In one example a recent unfair dismissal case found that you can’t be ‘sacked’ for using reasonable force to defend yourself and others at work – even if your organisation has a ‘no touch’ policy!
In this case the claimant in this case won £42,000 in a unfair dismissal case against his employer after an employment tribunal ruled that he had acted reasonably to defend himself and others.
The judge said ‘(His) actions, viewed objectively, were reasonable in all the circumstances as he believed them to be at the time, in defence of himself and others’.
In another case Luton Borough Council was fined £104,000 with £60,000 costs after a teacher was assaulted by pupil.

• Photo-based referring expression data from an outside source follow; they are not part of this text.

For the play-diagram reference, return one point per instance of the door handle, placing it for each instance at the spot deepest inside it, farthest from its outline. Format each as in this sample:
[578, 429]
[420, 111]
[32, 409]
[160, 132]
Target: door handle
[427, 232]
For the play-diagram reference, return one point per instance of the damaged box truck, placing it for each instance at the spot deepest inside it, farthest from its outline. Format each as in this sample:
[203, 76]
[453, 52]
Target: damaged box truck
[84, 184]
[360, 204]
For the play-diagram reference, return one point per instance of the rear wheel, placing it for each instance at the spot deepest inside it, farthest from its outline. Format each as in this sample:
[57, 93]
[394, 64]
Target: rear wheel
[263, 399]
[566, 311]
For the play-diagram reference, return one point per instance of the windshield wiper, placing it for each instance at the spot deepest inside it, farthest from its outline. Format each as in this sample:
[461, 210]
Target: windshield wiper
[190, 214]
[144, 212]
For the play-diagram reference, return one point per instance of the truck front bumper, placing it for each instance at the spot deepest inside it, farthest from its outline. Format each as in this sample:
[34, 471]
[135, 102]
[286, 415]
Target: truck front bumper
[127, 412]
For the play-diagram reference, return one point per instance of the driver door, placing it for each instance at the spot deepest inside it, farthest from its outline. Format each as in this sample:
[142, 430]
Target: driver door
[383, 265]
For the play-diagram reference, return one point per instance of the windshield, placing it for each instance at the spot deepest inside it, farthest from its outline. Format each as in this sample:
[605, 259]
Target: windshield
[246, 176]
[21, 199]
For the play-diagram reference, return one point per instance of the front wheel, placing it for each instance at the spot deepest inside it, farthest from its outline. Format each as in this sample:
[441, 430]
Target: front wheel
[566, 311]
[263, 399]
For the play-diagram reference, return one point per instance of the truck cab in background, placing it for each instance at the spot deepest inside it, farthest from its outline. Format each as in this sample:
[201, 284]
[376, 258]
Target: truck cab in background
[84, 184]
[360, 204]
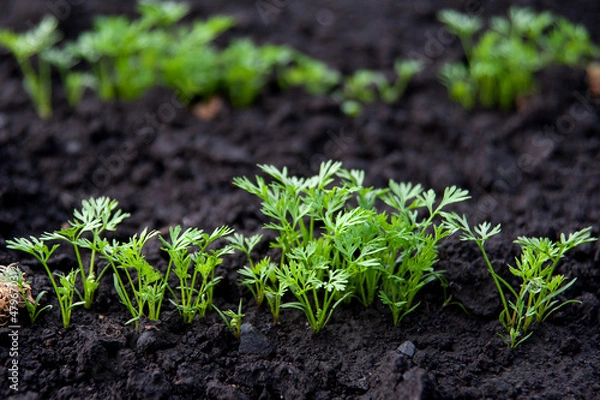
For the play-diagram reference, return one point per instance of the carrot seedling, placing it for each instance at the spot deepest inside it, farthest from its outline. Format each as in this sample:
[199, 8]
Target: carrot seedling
[194, 269]
[232, 319]
[536, 298]
[24, 47]
[15, 292]
[85, 232]
[501, 66]
[143, 289]
[335, 244]
[65, 287]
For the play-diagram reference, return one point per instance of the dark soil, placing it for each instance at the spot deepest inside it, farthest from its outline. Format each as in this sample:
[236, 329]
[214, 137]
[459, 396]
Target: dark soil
[536, 171]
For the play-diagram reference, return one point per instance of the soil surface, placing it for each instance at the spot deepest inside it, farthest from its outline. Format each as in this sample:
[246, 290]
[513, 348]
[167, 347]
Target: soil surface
[536, 171]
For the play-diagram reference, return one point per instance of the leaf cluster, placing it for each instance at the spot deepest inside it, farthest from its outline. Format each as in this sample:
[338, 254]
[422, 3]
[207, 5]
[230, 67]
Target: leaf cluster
[122, 58]
[336, 244]
[501, 66]
[140, 286]
[537, 295]
[366, 86]
[15, 292]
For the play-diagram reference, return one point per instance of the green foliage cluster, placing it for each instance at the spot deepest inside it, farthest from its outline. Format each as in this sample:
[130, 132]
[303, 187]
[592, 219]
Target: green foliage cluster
[337, 240]
[121, 58]
[15, 292]
[141, 287]
[366, 86]
[501, 65]
[335, 243]
[536, 298]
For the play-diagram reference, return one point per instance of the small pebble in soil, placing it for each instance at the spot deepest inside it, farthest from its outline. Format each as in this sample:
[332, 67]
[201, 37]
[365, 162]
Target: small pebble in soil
[407, 348]
[154, 339]
[253, 341]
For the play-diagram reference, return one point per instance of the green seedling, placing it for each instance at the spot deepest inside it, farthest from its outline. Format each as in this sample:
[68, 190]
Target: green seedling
[537, 297]
[411, 242]
[194, 269]
[142, 291]
[232, 319]
[366, 86]
[124, 54]
[463, 26]
[570, 44]
[160, 13]
[65, 287]
[15, 292]
[75, 82]
[332, 249]
[247, 69]
[24, 47]
[501, 66]
[256, 275]
[192, 67]
[85, 232]
[311, 74]
[318, 288]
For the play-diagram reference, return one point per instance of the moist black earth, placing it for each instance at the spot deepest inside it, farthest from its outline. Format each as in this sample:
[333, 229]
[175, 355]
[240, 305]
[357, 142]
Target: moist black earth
[536, 171]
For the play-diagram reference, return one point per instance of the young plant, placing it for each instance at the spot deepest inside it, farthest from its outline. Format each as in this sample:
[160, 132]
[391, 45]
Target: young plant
[143, 291]
[501, 66]
[24, 47]
[191, 66]
[366, 86]
[257, 275]
[247, 68]
[411, 251]
[85, 232]
[195, 270]
[125, 54]
[232, 319]
[537, 296]
[332, 249]
[311, 74]
[65, 288]
[15, 292]
[74, 82]
[318, 288]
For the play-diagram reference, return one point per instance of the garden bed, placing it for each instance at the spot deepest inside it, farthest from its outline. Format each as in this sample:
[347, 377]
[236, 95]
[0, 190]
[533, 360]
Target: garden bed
[536, 171]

The council pleaded guilty to breaching Section 2(1) of the Health and Safety at Work etc Act 1974 – the duty of care owed to staff (in this case the teacher).
The Health & Safety Executives investigation found that there were significant shortcomings in relation to the measures at the school, regarding violence and aggression posed by the pupils to others and that no effective consideration was given to the risk of injury or death posed by the pupils to others and measures were not taken to reduce that threat to as low as reasonably practicable.
According to the HSE Luton Borough Council did not see to it that staff members at the school had the training either to remedy that shortcoming or to deal with violent and aggressive pupils in a way which did not expose them to risk.